# Predicting Home Prices Using Supervised Machine Learning
------

This notebook will walk you through use of the `homeprice_prediction.py` module.  The module uses supervised learning to make predictions of houses based on input variables.  The sample data that is included in the homeprice_prediction directory contains 512 homes with 13 variables.  They are:

1. CRIM: per capita crime rate by town 
2. ZN: proportion of residential land zoned for lots over 25,000 sq.ft. 
3. INDUS: proportion of non-retail business acres per town 
4. CHAS: Charles River dummy variable (= 1 if tract bounds river; 0 otherwise) 
5. NOX: nitric oxides concentration (parts per 10 million) 
6. RM: average number of rooms per dwelling 
7. AGE: proportion of owner-occupied units built prior to 1940 
8. DIS: weighted distances to five Boston employment centres 
9. RAD: index of accessibility to radial highways 
10. TAX: full-value property-tax rate per 10,000 dollars
11. PTRATIO: pupil-teacher ratio by town 
12. B: 1000(Bk - 0.63)^2 where Bk is the proportion of blacks by town 
13. LSTAT: % lower status of the population 
14. MEDV: Median value of owner-occupied homes in 1000's

The module uses learning curves and complexity graphs to narrow parameterization for the supervised learning model.  The notebook finishes by demonstrating how to make predictions on home prices.

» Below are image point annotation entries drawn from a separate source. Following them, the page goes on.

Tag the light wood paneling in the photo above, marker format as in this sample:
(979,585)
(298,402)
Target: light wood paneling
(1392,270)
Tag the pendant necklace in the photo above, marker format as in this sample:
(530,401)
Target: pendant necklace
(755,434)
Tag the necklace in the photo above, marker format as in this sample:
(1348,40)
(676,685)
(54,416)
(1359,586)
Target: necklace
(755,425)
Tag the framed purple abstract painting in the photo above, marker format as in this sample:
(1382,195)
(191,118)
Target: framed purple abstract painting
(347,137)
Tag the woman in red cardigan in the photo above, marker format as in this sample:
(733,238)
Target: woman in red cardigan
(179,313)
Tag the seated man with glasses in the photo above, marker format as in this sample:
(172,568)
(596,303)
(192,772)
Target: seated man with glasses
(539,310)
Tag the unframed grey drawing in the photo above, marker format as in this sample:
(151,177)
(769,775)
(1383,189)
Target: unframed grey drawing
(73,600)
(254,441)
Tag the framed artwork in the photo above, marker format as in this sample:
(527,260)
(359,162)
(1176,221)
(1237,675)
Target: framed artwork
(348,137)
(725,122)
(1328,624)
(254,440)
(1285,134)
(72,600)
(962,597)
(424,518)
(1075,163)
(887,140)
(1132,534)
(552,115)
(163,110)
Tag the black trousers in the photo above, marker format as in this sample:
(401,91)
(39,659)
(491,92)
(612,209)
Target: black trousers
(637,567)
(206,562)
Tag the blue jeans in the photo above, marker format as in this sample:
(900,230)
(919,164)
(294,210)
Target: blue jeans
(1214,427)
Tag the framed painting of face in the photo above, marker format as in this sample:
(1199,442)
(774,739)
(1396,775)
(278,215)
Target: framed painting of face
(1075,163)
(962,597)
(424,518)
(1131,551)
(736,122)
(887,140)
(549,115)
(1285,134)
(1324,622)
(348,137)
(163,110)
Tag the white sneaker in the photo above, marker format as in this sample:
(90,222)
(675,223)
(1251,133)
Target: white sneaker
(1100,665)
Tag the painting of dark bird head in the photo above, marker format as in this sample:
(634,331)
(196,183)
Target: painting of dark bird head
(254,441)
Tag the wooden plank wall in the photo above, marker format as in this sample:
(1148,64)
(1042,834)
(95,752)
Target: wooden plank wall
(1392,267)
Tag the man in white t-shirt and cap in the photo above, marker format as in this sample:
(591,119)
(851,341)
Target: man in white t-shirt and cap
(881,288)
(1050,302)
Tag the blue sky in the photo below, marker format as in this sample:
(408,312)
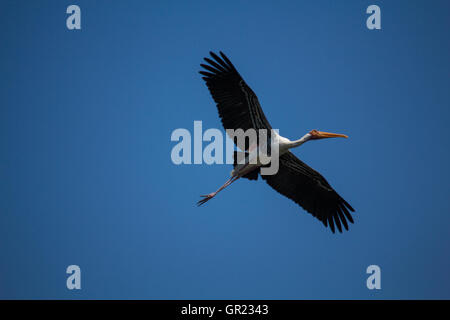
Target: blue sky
(86,176)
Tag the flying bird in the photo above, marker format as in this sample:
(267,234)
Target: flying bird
(239,108)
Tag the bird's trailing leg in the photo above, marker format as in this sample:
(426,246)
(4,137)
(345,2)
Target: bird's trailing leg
(208,197)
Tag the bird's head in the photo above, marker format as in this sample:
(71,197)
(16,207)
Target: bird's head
(316,134)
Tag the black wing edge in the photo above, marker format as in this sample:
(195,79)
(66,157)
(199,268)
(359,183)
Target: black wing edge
(217,67)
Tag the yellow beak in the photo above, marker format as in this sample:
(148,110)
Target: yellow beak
(321,135)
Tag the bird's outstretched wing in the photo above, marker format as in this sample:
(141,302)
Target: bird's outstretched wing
(238,105)
(308,188)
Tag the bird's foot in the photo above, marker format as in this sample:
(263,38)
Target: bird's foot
(206,198)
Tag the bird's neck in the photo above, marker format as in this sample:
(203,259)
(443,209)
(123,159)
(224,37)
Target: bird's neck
(299,142)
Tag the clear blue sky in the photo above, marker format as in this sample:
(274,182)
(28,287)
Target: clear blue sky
(85,170)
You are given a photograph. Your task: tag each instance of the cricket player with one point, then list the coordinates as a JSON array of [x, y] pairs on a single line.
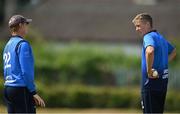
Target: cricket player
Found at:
[[20, 91], [156, 53]]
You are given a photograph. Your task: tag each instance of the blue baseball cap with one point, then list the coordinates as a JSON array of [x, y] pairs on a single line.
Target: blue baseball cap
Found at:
[[17, 19]]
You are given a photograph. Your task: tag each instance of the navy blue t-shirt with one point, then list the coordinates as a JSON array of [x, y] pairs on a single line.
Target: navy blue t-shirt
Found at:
[[19, 64], [162, 48]]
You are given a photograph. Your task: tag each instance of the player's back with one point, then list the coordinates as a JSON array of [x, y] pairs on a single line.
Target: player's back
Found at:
[[12, 71], [161, 53]]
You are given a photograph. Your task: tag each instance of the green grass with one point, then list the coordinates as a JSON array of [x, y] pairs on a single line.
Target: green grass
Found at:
[[79, 111]]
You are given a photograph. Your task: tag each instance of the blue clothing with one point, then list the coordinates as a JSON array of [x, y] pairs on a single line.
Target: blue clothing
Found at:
[[162, 48], [19, 64]]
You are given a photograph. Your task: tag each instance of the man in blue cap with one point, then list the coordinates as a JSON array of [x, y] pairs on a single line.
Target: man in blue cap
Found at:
[[20, 91], [156, 53]]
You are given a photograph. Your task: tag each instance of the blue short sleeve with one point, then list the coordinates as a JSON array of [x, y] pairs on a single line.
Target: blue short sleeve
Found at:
[[148, 41], [170, 48]]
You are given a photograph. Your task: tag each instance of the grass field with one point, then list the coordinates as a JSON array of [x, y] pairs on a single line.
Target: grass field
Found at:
[[83, 111], [78, 111]]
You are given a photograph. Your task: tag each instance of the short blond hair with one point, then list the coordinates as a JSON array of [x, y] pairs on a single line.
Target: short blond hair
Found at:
[[143, 17]]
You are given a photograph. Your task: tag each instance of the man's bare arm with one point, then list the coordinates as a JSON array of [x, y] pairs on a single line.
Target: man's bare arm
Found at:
[[172, 55], [149, 59]]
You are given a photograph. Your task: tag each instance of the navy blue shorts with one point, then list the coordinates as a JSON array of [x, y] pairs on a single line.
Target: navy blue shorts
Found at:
[[153, 101], [19, 100]]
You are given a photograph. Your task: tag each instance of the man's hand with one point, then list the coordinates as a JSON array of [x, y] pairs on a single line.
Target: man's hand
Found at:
[[38, 100]]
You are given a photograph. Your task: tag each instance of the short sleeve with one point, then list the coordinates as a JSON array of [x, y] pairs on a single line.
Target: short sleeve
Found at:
[[148, 40], [170, 48]]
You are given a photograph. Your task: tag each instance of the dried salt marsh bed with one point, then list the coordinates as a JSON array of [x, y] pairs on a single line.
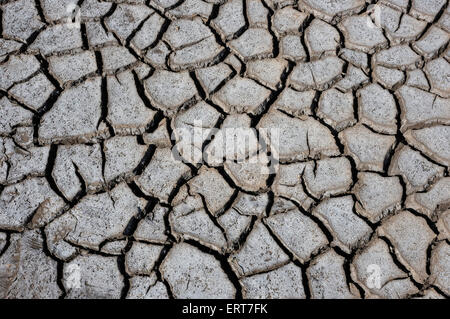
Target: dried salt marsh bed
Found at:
[[352, 202]]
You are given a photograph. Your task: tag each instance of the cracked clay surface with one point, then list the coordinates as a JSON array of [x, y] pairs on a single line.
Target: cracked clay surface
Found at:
[[224, 149]]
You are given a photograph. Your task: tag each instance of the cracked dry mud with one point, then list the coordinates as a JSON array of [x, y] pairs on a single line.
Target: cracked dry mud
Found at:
[[93, 204]]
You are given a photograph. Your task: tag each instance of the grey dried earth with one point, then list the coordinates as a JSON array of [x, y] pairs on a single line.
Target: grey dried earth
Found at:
[[108, 191]]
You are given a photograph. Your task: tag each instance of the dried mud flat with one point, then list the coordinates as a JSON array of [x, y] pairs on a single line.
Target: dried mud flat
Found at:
[[94, 204]]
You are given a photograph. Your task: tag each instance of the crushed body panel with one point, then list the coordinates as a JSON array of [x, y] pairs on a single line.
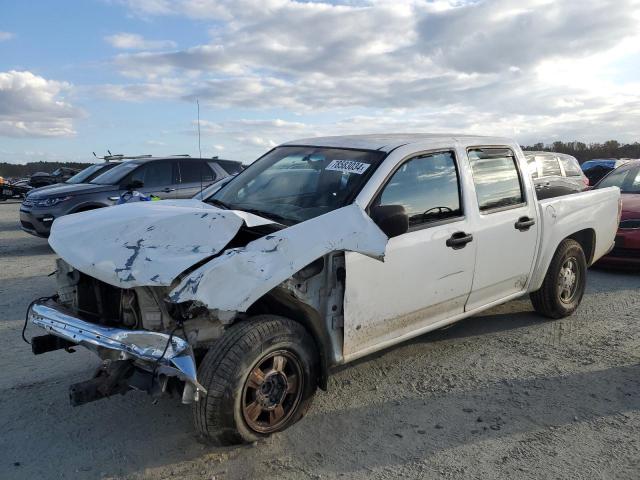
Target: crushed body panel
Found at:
[[235, 280], [146, 243]]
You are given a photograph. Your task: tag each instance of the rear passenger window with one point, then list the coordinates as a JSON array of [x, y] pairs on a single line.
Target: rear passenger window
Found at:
[[550, 166], [154, 174], [427, 187], [496, 176], [195, 172], [533, 167], [571, 166]]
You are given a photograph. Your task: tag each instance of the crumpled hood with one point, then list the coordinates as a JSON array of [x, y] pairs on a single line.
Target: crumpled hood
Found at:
[[145, 243]]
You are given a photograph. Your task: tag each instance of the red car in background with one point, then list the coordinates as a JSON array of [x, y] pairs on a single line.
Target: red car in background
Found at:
[[626, 252]]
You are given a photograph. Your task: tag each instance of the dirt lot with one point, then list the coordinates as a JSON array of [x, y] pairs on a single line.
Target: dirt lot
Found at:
[[502, 395]]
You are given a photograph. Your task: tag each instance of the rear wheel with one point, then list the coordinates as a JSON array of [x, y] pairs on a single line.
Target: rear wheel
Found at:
[[564, 284], [260, 378]]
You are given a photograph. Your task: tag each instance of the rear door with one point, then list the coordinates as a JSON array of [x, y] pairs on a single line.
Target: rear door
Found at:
[[194, 175], [505, 229]]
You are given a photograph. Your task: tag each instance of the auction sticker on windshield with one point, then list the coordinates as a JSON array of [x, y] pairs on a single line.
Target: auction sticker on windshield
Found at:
[[347, 166]]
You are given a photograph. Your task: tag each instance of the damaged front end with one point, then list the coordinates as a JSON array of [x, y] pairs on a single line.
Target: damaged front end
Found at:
[[133, 359], [159, 284]]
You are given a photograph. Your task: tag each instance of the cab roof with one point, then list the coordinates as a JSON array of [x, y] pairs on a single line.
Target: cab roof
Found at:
[[388, 142]]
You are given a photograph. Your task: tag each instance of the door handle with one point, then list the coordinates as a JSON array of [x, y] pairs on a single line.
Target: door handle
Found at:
[[524, 223], [459, 240]]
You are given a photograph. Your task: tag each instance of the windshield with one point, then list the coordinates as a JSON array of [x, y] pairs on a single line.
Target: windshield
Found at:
[[90, 173], [293, 184], [626, 178], [116, 174]]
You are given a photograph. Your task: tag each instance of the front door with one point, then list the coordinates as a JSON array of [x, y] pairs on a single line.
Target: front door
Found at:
[[425, 277], [505, 227]]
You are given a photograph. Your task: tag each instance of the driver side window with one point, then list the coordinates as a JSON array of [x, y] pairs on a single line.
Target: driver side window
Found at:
[[427, 187]]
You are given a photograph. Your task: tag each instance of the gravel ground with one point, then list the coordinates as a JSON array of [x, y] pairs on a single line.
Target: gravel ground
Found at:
[[502, 395]]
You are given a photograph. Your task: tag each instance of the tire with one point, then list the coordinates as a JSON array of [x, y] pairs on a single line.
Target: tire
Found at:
[[558, 297], [243, 406]]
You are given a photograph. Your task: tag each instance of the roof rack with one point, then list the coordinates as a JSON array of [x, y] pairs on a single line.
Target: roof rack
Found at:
[[119, 156]]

## Load and Explore the Data

We assume data is stored here, and this is the libraries we gonna use.

In [None]:
# LIBRARIES
import homeprice_prediction

# FILENAME OF DATA CSV STORED IN SAME DIRECTORY
filename = "data.csv"

# Tell iPython to include plots inline in the notebook
%matplotlib inline

In [None]:
# Load data
data = homeprice_prediction.load_data(filename)

# Explore the data
homeprice_prediction.explore_data(data)

## Prepare data for Machine Learning Algorithms
-------

Calculate the performance of the model after a set of training data.  
    
We use a learning curve as it is a visual graph that compares the metric performance
of a model on training & testing data over a number of training instances.
    
When the testing curve and training curve plateau and there is no gap and the model has 'learned' everything.

In [None]:
# Training/Test dataset split
X_train, y_train, X_test, y_test = homeprice_prediction.split_data(data, test_percentage = 0.3)

# Learning Curve Graphs
max_depths = [1,2,3,4,5,6,7,8,9,10]

for max_depth in max_depths:
    homeprice_prediction.learning_curve(max_depth, X_train, y_train, X_test, y_test)

## Increase Model Complexity

Model Complexity graph looks at how the complexity of a model changes the training and testing curves.

More Complexity -> More Variability

In [None]:
# Model Complexity Graph
homeprice_prediction.model_complexity(X_train, y_train, X_test, y_test)

## Optimize a Model and Make Predictions

In [None]:
# Define a sample house
house = [11.95, 0.00, 18.100, 0, 0.6590, 5.6090, 90.00, 1.385, 24, 680.0, 20.20, 332.09, 12.13]

# Tune and predict Model
homeprice_prediction.fit_predict_model(data, house)